# SD 2400 reviews



## TG Lewis (Apr 24, 2006)

Hello All,
New to the forum (read alot but do not post alot). 

I have done a search and read the past reviews of the SD 2400, but most are 2004/2005 time frame. 

Looking for those who are still using the SD2400, how they are holding up, are there still issues of the collar not being "hot enough"??

Current collar is an old TT Sport and am bringing along a couple of new pups and will looking to upgrade to a collar with more stim. levels and incriments. 

Any opinions, good bad, indifferent would be helpful..

Thanks


----------



## Mike Bons (Apr 9, 2004)

I have been using mine for about 2 years now. I have had a couple of minor problems which I contacted SD about, and they sent me a new collar right away - no questions asked. I replaced the long antenna that comes on it with TT's micro antenna which fits well and I have not found the limit of its range yet. The first collar I had was not as "hot" as the second collar.


----------



## Howard N (Jan 3, 2003)

I use a SD2400 as my main training collar. The ones I bought weren't as hot as I'd like so I've traded them in with SportDogBoy for the hotter version. They still aren't particularly hot but hot enough for my dogs.
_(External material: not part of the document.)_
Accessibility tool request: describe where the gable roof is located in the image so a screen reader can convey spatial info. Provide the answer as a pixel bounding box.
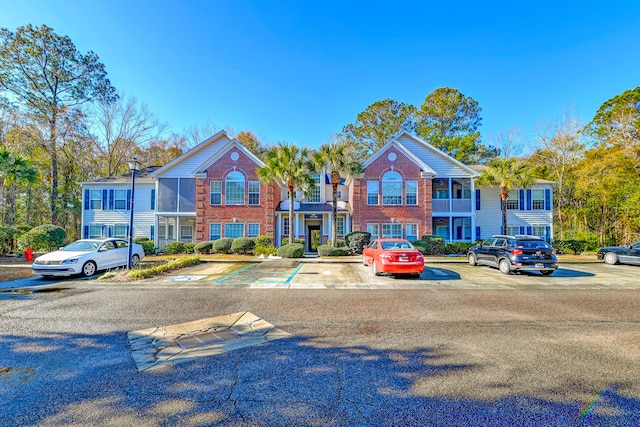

I've been using them for ~2 years now. They work and keep on working.


----------



## BLKLAB1 (Mar 21, 2004)

I use the 2400 and it works great a little large for hunting but it has worked great for 2 yrs. You will not be disapointed in your choice.


----------



## TG Lewis (Apr 24, 2006)

*Thanks for the reviews*

All,
Thanks for the comments,

BHE, sent you and email 
Thanks
Geoff


----------



## Terry Britton (Jul 3, 2003)

Mine is still going strong since 2004 (might be 2003).


----------